EXCLUSIF - Procès Clearstream - L'avocat de Nicolas Sarkozy répond à nos questions
Propos recueillis par Pierre-Antoine Souchard, le lundi 21 septembre 2009 Ã 13:51
FRANCE-SOIR. Quel est l'objectif de Nicolas Sarkozy dans ce procès?
Me Thierry Herzog. L'objectif de la partie civile est de connaître la vérité dans cette affaire. Qui a mis ces noms sur le listing ? Quand ? Et pourquoi ? Mon client a une exigence de vérité. Si, à l'issue de l'audience, la preuve de la participation de l'un des prévenus n'est pas rapportée, j'en tirerai alors les conséquences. En aucun cas, la partie civile ne doit se confondre avec le procureur de la République. Chacun doit rester dans son rôle.
On reproche à votre client de placer le débat sur le terrain politique...

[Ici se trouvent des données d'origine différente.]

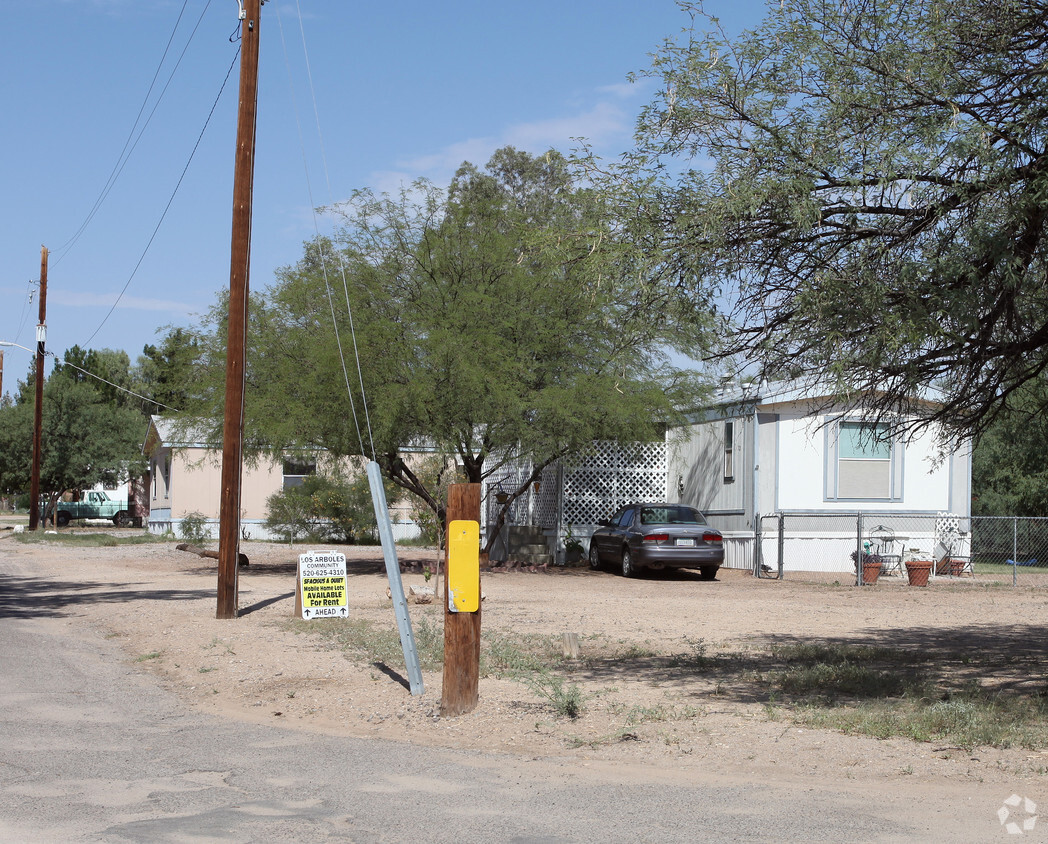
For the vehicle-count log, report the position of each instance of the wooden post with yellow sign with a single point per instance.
(460, 691)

Avant l'audience, qui a cherché à faire de ce procès « un procès aux enjeux politiques » sinon Dominique de Villepin, en se posant comme « l'alternative » pour l'échéance présidentielle de 2012 et en annonçant la création d'un « cercle de réflexion du club de Villepin » ? Au travers de ses nombreuses déclarations médiatiques, Dominique de Villepin ne cherche-t-il pas ainsi à influencer la justice et à peser sur son cours normal ? En se présentant comme un prévenu « différent » de tous les autres, susceptible d'offrir une prétendue alternative, ne veut-il pas ainsi sous-entendre ainsi que le tribunal aurait, quelle que soit son intime conviction à l'issue des débats, l'interdiction de le condamner pour ne pas briser son destin ?
« Aucun texte n'interdit à Nicolas Sarkozy d'être partie civile »
Le chef de l'Etat est, de par la Constitution, président du Conseil supérieur de la magistrature (CSM), donc garant de l'indépendance de l'autorité judiciaire. N'est-il pas une partie civile trop puissante ?
Qui veut placer le débat sur le terrain politique pour tenter d'exclure du procès Nicolas Sarkozy par je ne sais quel artifice tiré du Code de procédure pénale ? Qui dépose des conclusions au premier jour de l'audience, pour demander au Tribunal de déclarer irrecevable la constitution de partie civile de Nicolas Sarkozy ? Comme tout citoyen victime d'agissements répréhensibles, mon client a le droit de faire valoir ses droits. Aucun texte de la Constitution ne lui interdit d'être partie civile. Dans l'affaire Clearstream, Nicolas Sarkozy s'est constitué partie civile le 31 Janvier 2006, date à laquelle il était ministre d'Etat, ministre de l'Intérieur. Ainsi, il était victime avant d'être élu président, et il le reste nécessairement après.
Dominique de Villepin est-il l'instigateur où l'un des «bénéficiaires collatéraux parfaitement conscient » de cette affaire, comme l'a récemment déclaré le Procureur de la République ?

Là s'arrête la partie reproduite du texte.